I'm not enormously familiar with Wired magazine, but I'm guessing in a glossy publication with 300,000 subscribers and just one page dedicated to videogames that it's a rarity for a game made on the budget the size of a sneeze to be featured. Yet the April 2007 issue of Wired has a review of Play with Fire in it! It's a schizophrenic piece; it praises the "clever concept" yet complains that "the addiction factor is missing." Notably absent is the requisite explanation of why the reviewer felt it was worthy of inclusion in the magazine in the first place - it left me scratching my head. I'm grateful for the publicity, but ultimately perplexed.
Elsewhere, Will Willing's Casual Game Design blog is running an interview with me about Play with Fire which you can find here. There's probably nothing new in it for regular readers of Only a Game, but it's a nice piece about the game for anyone not familiar with its story. My thanks to Will for taking both the time and the interest in the project.
A few things happened while I was unblogged...
Firstly, Gamasutra published the game design document for Play with Fire, which I hope will prove to be a useful resource for people normally starved of such things. You can find it here. (If it gets us a few extra downloads as well, that couldn't hurt either).

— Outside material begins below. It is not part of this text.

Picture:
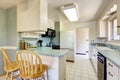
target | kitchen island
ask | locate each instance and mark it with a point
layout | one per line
(56, 61)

Secondly, the US's only independent computer games magazine, simply called Computer Games Magazine, published a rather nice review of Play with Fire in its Alt.Games column, April edition. It concludes:
Play with Fire is a captivating game that will challenge even the most experienced maze master [while] the Fun mode just lets you burn stuff, appeasing the firestarter in all of us.
My thanks to Troy Goodfellow for providing us with our first review of the game! Sadly, the news is that Computer Games Magazine's publisher has decided to axe it - Greg Costikyan has more on the story.
Ready to burn things to the ground? You can now download the demo of Play with Fire from Manifesto Games here!
You can turn the demo into the full game by buying an unlock code - and please do! If you want to see more original, unusual and inventive games, you need to support the indie developers who are the only people in a position to make these sorts of games (see the Indie Games Bazaar in the sidebar).
Most mainstream developers are now locked into a vortex of spiraling development costs where risk-averse publisher buying strategies dictate making more of the same but with fancier graphics and licensed IP. A few new things manage to survive the system, but they tend to get rarer each year. Let's try something different for a change!
Oh, and just so you know, we made Play with Fire for less than 1% of the budget of a typical game. For every humdrum videogame film tie-in you see, publishers could have funded a hundred games like this.
Also, if you blog, please help pimp Play with Fire for us. You can get screenshots from the Manifesto site. We need your help!
A few minor issues... the Manifesto page doesn't currently show the Fantasy Labs logo - they are the developer of this game, International Hobo are just the design team. Will get this fixed as soon as I can. Also, a couple of versions of Windows XP shipped by Microsoft are inexplicably missing a key dll for directX 9.0c. If this affects you, the missing file (d3dx9_30.dll) can be downloaded from here.
I hope you enjoy the game, and if you do - tell your friends!
Regular blogging will resume on Tuesday - see you then!